From an oncological point of view, there was no significant difference in 3-year recurrence rate between the two groups. These findings are in line with those of recent studies, which demonstrated that the PM does not affect recurrence after hepatectomy for both primary34,35 and secondary liver malignancies36,37. Some studies have shown that prolonged PM may be associated with recurrence after hepatocellular carcinoma38 and colorectal liver cancer metastasis39, but a fast PM does not increase the risk. The median duration of the PM in the present study was less than 20 minutes.

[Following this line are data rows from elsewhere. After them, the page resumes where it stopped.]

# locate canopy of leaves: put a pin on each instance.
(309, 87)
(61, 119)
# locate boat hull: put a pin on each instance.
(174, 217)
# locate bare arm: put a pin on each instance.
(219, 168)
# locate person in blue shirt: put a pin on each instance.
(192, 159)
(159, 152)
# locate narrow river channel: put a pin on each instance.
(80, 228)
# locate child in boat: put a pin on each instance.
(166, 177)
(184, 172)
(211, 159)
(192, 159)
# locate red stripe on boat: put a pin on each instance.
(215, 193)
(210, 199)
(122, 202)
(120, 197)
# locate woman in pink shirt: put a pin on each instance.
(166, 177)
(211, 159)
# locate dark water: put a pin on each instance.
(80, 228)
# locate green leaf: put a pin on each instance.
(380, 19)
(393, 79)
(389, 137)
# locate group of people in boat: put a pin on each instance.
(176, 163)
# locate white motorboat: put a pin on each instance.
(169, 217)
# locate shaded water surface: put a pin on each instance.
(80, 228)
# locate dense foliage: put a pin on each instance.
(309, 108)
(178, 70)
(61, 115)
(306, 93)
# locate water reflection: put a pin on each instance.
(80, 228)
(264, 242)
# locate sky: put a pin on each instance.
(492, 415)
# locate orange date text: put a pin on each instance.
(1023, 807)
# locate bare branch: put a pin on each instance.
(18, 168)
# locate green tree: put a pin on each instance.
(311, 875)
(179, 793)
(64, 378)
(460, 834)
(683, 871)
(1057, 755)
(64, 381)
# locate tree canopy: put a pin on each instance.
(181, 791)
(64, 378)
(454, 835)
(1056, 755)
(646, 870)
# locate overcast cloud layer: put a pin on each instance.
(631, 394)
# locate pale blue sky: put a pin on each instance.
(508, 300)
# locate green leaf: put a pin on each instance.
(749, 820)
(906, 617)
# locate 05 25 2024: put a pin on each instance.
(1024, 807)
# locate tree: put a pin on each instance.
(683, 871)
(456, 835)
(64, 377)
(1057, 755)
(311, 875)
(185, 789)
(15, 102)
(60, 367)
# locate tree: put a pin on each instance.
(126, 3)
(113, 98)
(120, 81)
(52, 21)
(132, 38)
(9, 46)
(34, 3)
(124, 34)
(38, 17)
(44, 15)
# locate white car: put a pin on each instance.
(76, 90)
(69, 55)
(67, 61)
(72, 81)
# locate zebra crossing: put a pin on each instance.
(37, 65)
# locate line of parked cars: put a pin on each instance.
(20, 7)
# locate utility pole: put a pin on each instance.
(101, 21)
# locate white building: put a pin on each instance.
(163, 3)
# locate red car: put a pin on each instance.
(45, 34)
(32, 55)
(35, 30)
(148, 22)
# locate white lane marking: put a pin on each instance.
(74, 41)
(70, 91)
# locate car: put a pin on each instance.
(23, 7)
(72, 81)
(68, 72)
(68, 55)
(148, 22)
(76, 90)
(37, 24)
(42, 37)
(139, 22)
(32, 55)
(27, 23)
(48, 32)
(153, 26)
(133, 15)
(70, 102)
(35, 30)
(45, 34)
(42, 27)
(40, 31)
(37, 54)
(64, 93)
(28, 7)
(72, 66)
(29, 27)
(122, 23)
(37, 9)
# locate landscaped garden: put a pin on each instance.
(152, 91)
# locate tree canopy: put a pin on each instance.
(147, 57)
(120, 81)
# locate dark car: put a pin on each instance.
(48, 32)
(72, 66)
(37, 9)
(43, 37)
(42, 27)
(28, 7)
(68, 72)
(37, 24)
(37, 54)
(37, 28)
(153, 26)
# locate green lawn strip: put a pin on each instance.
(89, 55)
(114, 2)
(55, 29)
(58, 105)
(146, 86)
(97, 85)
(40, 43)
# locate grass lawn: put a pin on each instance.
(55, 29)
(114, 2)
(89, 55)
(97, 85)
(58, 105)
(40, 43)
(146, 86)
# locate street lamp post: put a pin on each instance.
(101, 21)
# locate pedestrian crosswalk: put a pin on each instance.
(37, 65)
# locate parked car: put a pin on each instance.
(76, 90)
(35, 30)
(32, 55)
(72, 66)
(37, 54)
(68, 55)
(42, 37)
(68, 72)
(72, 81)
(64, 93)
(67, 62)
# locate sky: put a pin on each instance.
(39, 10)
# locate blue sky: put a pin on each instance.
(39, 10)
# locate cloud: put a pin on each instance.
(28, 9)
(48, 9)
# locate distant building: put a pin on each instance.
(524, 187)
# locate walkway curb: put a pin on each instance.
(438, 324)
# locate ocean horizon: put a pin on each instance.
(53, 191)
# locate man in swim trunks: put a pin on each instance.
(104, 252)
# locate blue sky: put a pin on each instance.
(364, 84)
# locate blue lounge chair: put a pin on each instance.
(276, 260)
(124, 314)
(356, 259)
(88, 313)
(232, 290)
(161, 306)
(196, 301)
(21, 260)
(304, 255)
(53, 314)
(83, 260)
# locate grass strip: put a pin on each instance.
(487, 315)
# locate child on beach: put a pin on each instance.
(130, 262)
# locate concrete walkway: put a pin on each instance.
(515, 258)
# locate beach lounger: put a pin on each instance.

Conversely, blood loss during hepatectomy and subsequent perioperative blood transfusion has been associated with poor overall and disease-free survival in hepatocellular carcinoma patients35,40. Therefore, not only does a shorter PM not increase the recurrence rate but it may even reduce it by preventing excessive blood loss and need for a blood transfusion.
Results of a European survey on the application of vascular control in liver surgery revealed that excessive blood loss, major hepatectomy, non-anatomical resections, and proximity to large vessels or bile ducts were common indications for vascular clamping during liver resection41. Deciding to perform the PM during hepatectomy should be based on an individual bleeding risk assessment and operation technique and difficulties. Indeed, because the liver is more vulnerable to bleeding than to ischemia29,30,31,35, the PM should be considered for procedures with a high risk of excessive intraoperative bleeding, such as EH. However, the PM should be performed as quickly as possible to prevent clinically significant liver damage due to ischemia-reperfusion injury. The liver can tolerate a continuous inflow occlusion of up to 120 minutes42. Therefore, clamping to prevent bleeding during EH is worthwhile, but should be done as quickly as possible.
The non-randomized design is a limitation of the present study because of possible selection bias. However, as mentioned above, the decision to perform the PM was based on the surgeons’ preference and was not influenced by patient-related factors. Additionally, to minimize potential bias and estimate the independent effect of the PM on posthepatectomy outcome, PS analysis was performed and factors that may affect the outcomes were controlled.
In conclusion, performing the PM is justified during EH because an EH has a high risk of excessive intraoperative bleeding. The PM decreases intraoperative blood loss and transfusion, reduces PHH and major morbidity, shortens the ICU stay, and does not affect long-term recurrence after EH. Of course, the duration of PM should be kept as short as possible. Randomized-controlled trials are necessary to draw robust conclusions regarding the use of the PM during EH.